Et je suis plutôt satisfait de ma réponse.

Mais une étudiante me dit son désaccord avec mon modèle et en propose un autre:

Devenirs personnels respectifs des paroissien-ne-s et de Jésus le Christ dans la messe/le culte (modèle 2)

Devenirs personnels respectifs des paroissien-ne-s et de Jésus le Christ dans la messe/le culte (modèle 2)

Elle l’explique de la manière suivante:

  • Dans la messe, l’Eucharistie (et j’ajoute l’annonce du pardon dans le culte) représente un tournant à partir duquel les soucis, les problèmes, les fardeaux, les dettes, le péché, etc. dont sont chargés les paroissien-ne-s et les soucis, les problèmes, les fardeaux, les dettes, le péché, etc. pris en charge par Jésus le Christ diminuent.
  • À la fin de la messe/du culte, et les paroissien-ne-s et le Christ sont déchargés de leurs soucis, de leurs problèmes de leurs fardeaux, de leurs dettes, de leur péché, etc.

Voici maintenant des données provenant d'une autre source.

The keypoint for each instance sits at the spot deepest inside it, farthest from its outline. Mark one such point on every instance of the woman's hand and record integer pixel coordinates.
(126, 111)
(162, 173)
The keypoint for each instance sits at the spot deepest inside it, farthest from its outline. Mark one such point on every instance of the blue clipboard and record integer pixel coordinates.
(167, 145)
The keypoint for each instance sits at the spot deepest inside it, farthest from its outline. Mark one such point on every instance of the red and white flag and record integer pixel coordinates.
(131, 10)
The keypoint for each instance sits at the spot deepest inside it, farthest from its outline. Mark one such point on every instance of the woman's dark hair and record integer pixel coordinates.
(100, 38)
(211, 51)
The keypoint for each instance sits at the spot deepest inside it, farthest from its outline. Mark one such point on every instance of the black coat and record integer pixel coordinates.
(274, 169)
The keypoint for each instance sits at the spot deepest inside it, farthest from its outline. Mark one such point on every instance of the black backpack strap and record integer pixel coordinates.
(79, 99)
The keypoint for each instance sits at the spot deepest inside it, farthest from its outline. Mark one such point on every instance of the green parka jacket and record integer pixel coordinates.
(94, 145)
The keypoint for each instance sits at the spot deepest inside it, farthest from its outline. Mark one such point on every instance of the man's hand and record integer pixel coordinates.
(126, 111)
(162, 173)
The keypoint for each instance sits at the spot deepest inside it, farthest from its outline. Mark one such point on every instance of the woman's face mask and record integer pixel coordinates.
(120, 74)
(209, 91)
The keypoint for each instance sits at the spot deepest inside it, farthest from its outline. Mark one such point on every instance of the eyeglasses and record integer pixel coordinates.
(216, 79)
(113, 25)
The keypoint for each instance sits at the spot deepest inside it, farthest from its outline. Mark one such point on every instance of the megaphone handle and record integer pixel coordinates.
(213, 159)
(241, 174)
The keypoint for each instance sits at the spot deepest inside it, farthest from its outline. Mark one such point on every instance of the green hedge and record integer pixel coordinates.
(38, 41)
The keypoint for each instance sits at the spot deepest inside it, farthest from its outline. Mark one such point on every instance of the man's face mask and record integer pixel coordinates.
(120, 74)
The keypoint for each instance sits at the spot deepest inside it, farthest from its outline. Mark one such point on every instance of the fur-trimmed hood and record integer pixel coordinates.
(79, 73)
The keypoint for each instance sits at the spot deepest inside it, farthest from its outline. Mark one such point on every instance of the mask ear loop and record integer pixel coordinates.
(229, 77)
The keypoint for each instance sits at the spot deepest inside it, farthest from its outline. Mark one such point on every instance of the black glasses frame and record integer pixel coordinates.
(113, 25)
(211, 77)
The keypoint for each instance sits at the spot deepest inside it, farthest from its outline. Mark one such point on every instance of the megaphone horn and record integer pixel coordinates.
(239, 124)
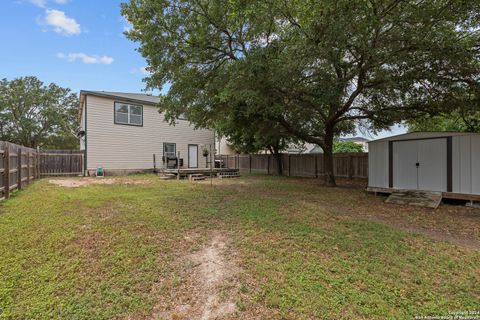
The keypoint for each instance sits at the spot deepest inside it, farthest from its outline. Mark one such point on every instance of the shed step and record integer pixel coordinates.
(429, 199)
(168, 177)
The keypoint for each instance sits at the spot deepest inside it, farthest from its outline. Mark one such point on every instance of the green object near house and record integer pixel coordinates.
(99, 172)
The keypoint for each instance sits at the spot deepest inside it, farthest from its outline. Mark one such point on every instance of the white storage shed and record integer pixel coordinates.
(429, 161)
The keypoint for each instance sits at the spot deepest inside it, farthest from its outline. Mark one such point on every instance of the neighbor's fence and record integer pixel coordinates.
(19, 166)
(348, 165)
(61, 162)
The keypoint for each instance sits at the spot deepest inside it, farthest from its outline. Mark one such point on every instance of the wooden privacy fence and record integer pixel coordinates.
(19, 166)
(347, 165)
(61, 162)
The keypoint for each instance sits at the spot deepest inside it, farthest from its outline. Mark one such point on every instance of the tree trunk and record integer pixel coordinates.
(328, 158)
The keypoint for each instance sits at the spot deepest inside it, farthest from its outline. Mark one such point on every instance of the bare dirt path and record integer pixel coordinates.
(208, 283)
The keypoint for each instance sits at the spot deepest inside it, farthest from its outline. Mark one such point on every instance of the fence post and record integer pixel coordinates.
(268, 164)
(154, 164)
(38, 165)
(289, 165)
(28, 167)
(350, 167)
(6, 172)
(19, 168)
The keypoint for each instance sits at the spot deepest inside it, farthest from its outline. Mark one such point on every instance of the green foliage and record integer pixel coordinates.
(456, 121)
(36, 115)
(346, 147)
(313, 68)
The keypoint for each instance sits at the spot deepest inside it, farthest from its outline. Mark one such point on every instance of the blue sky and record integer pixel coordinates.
(77, 44)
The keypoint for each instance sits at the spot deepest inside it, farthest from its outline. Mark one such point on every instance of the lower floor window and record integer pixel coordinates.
(169, 150)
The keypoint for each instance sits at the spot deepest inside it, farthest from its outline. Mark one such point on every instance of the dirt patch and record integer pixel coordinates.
(207, 286)
(82, 182)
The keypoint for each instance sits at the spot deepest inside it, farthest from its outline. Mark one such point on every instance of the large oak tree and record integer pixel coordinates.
(313, 67)
(36, 115)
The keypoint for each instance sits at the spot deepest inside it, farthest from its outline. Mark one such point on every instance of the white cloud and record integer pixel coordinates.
(144, 71)
(141, 70)
(127, 26)
(85, 58)
(61, 23)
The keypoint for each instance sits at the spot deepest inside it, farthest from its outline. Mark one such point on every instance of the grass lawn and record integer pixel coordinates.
(295, 250)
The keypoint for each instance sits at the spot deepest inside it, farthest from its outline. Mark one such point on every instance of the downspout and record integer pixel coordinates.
(86, 134)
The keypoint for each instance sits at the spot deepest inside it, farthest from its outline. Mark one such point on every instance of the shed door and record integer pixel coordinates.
(405, 154)
(432, 159)
(192, 156)
(420, 164)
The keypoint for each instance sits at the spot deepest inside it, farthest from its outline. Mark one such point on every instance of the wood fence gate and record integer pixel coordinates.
(61, 162)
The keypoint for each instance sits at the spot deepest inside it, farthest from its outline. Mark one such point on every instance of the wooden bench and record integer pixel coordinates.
(232, 174)
(196, 177)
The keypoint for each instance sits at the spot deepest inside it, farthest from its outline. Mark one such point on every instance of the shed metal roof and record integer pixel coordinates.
(423, 135)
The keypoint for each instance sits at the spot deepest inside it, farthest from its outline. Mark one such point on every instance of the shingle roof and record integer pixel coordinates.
(355, 139)
(138, 97)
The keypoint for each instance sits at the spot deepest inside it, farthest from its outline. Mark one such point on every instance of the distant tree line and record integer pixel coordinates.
(34, 115)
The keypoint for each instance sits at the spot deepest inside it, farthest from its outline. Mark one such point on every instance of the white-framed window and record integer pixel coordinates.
(169, 150)
(128, 114)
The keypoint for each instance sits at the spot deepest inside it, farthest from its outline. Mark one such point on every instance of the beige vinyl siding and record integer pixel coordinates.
(82, 125)
(126, 147)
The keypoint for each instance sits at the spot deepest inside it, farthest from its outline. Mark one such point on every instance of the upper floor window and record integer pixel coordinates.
(128, 114)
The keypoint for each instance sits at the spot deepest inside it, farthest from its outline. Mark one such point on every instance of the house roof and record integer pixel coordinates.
(423, 135)
(141, 98)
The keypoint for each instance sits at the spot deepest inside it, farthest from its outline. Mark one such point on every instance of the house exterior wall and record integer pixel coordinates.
(82, 125)
(223, 148)
(118, 147)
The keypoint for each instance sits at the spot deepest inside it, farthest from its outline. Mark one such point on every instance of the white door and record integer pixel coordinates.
(432, 160)
(405, 154)
(420, 164)
(192, 156)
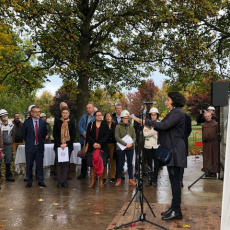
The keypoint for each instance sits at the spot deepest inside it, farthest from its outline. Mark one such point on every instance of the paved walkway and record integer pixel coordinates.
(81, 208)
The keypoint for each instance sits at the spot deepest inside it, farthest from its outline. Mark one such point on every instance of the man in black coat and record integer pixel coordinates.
(34, 133)
(187, 132)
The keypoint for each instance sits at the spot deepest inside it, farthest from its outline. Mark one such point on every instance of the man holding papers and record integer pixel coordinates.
(125, 137)
(34, 133)
(64, 135)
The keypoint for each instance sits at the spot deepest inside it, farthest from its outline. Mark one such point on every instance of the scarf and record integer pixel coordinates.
(64, 131)
(98, 162)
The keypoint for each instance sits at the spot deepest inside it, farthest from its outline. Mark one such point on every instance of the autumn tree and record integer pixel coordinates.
(146, 92)
(93, 42)
(113, 42)
(17, 73)
(105, 100)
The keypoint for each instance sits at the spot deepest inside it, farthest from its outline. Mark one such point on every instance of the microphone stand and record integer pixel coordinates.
(139, 189)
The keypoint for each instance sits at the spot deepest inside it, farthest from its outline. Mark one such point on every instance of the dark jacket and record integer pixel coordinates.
(187, 130)
(28, 134)
(17, 137)
(112, 133)
(169, 129)
(121, 131)
(114, 116)
(57, 134)
(103, 136)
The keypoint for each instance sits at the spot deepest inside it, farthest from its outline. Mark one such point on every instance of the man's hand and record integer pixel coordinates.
(129, 145)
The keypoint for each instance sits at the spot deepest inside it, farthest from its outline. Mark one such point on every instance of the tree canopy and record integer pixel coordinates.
(118, 42)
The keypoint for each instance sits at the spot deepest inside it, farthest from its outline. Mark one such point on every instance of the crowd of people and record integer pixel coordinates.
(109, 136)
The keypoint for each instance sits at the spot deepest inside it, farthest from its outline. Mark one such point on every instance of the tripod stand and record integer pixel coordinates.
(139, 190)
(217, 163)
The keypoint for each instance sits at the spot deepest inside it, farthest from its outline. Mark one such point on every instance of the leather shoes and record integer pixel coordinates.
(29, 184)
(42, 184)
(80, 176)
(166, 212)
(59, 185)
(173, 216)
(64, 185)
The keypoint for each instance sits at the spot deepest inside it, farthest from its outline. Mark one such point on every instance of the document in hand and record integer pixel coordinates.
(63, 154)
(126, 139)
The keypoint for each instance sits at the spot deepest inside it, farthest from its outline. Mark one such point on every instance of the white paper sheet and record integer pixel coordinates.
(126, 139)
(63, 154)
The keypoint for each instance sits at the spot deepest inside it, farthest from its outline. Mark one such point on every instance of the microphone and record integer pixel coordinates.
(149, 102)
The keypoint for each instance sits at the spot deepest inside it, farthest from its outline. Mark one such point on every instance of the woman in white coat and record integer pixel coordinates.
(151, 145)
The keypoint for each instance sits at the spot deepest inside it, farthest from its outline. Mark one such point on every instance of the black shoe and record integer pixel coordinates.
(148, 183)
(42, 184)
(64, 185)
(11, 179)
(212, 174)
(166, 212)
(173, 216)
(59, 185)
(154, 183)
(80, 177)
(29, 184)
(113, 180)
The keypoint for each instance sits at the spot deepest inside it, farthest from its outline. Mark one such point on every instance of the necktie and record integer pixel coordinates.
(36, 132)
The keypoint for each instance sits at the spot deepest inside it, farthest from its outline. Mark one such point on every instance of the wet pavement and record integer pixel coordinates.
(82, 208)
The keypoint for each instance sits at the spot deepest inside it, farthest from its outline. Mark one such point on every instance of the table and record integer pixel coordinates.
(49, 155)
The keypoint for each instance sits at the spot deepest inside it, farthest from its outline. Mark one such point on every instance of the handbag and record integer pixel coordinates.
(83, 151)
(89, 158)
(163, 154)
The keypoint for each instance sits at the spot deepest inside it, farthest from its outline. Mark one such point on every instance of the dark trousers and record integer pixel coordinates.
(174, 177)
(120, 162)
(62, 169)
(150, 154)
(36, 155)
(83, 165)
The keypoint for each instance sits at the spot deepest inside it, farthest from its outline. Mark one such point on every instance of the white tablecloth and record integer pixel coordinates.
(49, 155)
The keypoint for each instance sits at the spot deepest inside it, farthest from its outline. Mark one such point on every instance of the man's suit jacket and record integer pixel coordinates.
(82, 126)
(28, 134)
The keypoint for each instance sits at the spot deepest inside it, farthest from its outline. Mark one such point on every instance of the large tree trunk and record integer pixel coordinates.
(82, 97)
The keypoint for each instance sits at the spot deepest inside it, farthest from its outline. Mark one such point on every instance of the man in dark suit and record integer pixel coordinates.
(34, 133)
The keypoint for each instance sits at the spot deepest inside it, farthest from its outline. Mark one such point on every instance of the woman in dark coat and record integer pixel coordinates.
(171, 129)
(111, 146)
(97, 136)
(64, 135)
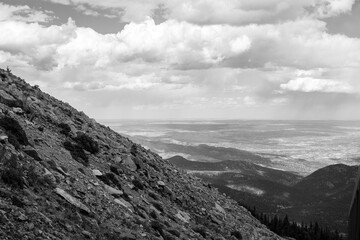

Dois-je dire que je préfère son modèle au mien? Ne serait-ce que pour des raisons logiques: il faut bien que Jésus le Christ puisse déposer les soucis, les problèmes, les fardeaux, les dettes, le péché, etc. qu’il prend en charge, s’il doit être sans souci, sans problème, sans fardeau, sans dette, sans péché, etc. au début d’une autre messe/culte. Mais je me pose deux questions:

Jésus le Christ a-t-il besoin de déposer les soucis, les problèmes, les fardeaux, les dettes, le péché, etc. qu’il prend en charge?

Où, à qui, quand, comment, etc. Jésus le Christ peut-il déposer les soucis, les problèmes, les fardeaux, les dettes, le péché, etc. qu’il prend en charge?


P.S. J’ai bien conscience que ma réflexion et ma question sont un peu gratuites et relève peut-être d’une pensée qui n’a pas été entièrement démythologisée. Je prie celles et ceux qui en seraient blessés de m’en excuser. En échange de mes excuses, j’aimerais bien qu’elles/ils m’expliquent comment je pourrais ou devrais réfléchir cette double question des devenirs des paroissien-ne-s et de Jésus le Christ dans la messe/le culte.